Nie wiem, który to już mój blog. Nie liczę. Pamiętam te szczenięce lata pełne lifestylowych blogów o wszystkim i o niczym. Pełne przerobionych zdjęć i dziwnej treści. Będących niby to wirtualnymi pamiętnikami. Dzisiaj. Właśnie teraz postanowiłam stworzyć miejsce o książkach.
Możecie mnie znać z prowadzonych kont na Instagramie. Niegdyś publikowałam wiele treści o moim macierzyństwie. Prawie dwa lata temu stwierdziłam, że koniec z tym. Czas zacząć pisać o mojej pasji, jaką niewątpliwie są książki oraz robienie im zdjęć.

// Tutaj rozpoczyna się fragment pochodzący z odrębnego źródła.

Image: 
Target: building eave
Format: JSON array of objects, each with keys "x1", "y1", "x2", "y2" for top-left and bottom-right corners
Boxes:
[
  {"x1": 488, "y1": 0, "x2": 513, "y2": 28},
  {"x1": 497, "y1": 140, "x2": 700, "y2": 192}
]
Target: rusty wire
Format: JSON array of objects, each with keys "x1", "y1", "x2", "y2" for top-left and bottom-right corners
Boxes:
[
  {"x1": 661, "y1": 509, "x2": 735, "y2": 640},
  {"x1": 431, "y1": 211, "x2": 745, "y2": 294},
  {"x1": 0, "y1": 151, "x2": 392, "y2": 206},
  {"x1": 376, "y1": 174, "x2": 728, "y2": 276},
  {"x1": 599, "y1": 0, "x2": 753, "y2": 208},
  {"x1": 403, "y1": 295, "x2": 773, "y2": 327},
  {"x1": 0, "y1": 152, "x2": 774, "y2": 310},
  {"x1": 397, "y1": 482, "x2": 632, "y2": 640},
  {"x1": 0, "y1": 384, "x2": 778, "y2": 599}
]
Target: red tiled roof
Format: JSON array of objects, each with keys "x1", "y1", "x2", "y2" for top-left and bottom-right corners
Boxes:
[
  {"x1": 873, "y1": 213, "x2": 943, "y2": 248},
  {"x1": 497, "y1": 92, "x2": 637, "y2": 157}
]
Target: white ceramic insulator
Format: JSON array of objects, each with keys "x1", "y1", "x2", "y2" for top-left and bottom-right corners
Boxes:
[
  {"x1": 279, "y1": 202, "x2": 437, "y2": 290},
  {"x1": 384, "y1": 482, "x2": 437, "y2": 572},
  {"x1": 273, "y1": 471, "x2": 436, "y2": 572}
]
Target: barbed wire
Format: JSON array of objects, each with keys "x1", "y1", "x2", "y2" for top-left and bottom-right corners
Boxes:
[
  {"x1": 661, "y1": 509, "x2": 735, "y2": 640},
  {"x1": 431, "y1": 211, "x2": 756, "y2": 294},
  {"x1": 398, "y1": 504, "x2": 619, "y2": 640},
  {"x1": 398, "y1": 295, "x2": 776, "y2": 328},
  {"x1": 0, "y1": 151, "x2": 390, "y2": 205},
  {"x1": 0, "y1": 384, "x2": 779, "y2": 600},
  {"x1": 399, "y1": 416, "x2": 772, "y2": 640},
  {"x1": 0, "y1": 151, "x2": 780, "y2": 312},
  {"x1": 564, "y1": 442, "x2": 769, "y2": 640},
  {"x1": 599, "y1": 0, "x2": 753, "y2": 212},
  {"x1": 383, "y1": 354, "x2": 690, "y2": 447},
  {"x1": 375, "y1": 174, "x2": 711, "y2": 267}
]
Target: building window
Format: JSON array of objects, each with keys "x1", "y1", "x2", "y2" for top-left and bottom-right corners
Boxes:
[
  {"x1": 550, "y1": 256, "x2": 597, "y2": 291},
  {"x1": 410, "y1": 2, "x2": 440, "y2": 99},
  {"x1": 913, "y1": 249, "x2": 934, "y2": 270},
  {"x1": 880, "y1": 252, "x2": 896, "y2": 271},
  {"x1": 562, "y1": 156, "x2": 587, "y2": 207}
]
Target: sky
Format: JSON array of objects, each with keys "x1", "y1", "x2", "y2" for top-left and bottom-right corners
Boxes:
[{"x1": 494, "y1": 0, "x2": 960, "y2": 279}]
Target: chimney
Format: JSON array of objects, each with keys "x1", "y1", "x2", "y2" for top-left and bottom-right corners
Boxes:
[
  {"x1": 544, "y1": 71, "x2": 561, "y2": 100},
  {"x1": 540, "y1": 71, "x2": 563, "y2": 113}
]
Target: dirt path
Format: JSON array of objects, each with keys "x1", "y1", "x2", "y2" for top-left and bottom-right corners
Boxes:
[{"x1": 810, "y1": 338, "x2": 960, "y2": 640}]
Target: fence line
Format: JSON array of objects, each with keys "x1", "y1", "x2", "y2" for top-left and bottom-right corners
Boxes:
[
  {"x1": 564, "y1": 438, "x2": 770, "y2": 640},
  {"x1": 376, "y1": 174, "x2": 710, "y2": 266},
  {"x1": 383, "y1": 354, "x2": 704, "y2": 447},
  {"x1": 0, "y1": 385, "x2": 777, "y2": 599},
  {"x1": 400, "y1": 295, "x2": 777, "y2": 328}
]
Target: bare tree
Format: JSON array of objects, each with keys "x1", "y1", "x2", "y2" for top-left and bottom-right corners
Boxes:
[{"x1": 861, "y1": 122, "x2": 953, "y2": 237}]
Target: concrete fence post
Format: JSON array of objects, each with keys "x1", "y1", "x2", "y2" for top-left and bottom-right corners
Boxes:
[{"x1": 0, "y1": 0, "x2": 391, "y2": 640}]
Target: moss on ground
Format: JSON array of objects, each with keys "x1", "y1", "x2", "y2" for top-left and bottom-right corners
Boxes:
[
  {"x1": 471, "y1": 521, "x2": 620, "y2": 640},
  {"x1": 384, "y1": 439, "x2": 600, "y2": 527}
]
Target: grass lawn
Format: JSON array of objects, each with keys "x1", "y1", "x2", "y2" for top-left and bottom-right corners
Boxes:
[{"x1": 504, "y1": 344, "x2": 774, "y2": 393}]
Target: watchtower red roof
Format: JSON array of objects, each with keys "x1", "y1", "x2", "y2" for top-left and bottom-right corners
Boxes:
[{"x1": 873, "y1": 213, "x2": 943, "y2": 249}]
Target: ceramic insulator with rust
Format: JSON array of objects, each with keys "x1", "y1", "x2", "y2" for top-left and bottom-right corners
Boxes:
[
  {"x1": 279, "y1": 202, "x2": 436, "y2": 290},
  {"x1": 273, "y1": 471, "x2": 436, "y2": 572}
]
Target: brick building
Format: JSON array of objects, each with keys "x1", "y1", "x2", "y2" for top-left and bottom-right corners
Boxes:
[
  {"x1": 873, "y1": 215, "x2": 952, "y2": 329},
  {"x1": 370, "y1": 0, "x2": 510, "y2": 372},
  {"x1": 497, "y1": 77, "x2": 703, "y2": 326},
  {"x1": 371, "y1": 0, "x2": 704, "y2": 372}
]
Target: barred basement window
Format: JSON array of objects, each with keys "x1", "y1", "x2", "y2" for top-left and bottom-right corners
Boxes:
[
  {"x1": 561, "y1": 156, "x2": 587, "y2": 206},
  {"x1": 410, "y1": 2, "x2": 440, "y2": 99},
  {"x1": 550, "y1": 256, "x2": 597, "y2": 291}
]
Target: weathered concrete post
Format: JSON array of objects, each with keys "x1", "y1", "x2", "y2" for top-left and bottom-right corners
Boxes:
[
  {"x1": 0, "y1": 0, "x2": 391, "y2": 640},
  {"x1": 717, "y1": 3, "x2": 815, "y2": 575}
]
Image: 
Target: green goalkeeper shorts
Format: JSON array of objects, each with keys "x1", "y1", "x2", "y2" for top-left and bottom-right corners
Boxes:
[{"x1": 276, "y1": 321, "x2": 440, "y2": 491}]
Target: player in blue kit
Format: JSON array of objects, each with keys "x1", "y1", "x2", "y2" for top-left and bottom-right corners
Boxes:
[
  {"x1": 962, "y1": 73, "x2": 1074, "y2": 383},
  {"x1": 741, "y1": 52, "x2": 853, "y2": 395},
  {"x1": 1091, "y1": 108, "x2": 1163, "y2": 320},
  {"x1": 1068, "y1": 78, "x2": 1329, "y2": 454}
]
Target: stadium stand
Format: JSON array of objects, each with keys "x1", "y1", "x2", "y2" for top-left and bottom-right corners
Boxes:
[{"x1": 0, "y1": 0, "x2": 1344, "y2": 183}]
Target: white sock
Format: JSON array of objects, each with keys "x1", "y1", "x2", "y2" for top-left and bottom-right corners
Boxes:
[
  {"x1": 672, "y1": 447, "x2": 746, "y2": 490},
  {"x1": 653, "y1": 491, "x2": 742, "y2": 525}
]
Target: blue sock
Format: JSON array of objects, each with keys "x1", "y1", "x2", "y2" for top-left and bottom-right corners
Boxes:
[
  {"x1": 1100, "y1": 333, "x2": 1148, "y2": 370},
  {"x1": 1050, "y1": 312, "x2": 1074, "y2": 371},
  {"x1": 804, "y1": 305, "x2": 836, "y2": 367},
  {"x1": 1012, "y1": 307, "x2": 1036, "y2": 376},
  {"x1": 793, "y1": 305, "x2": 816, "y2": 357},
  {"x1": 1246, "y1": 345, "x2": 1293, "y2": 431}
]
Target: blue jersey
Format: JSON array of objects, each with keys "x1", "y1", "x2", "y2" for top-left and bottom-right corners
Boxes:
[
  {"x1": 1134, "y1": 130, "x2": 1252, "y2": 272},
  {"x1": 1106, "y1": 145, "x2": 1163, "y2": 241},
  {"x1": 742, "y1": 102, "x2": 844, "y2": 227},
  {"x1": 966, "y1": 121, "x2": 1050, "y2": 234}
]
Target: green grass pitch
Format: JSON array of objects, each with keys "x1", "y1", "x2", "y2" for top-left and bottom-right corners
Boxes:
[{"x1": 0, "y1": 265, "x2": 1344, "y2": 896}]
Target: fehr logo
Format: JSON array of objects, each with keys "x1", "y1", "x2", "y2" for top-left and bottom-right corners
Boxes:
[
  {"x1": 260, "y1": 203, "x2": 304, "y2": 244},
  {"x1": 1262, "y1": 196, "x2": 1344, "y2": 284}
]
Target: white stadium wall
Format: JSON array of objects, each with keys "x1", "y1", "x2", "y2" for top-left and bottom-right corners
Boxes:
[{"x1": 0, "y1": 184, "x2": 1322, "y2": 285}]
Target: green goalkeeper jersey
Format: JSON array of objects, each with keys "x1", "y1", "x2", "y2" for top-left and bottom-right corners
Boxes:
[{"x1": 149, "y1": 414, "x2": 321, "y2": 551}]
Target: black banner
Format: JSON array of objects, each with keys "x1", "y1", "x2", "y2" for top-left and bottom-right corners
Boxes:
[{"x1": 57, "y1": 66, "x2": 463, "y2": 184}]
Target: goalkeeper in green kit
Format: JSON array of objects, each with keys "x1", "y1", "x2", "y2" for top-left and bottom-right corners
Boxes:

| Gdy klikniesz w zdjęcie, to przeniesiesz się na moje instagramowe konto. |
Postanowiłam ruszyć z blogiem, by pisać dłuższe recenzje. Instagram ogranicza to do ponad 2 tysięcy znaków. Tutaj ograniczenia nie mam. Do tego będę mogła skupić się bardziej na zdjęciach książek. Wrzucać ich więcej.
Trochę o mnie.
Mam na imię Kinga, ale wszyscy znajomi wołają na mnie Kinia. W tym roku skończę 30 lat. Mam męża i dwójkę dzieci. Mieszkam na wsi, w Kubicach, w województwie opolskim. Aktualnie aktywnie poszukuję pierwszej pracy. Nie mam wygórowanych oczekiwań, już nie. Chcę po 7 latach siedzenia w domu i zajmowania się dziećmi, wyjść do ludzi i pobyć z dorosłymi. Czytam dużo książek, w zeszłym roku przekroczyłam magiczną liczbę 100 książek. Współpracuję z paroma Wydawnictwami, za co jestem ogromnie wdzięczna.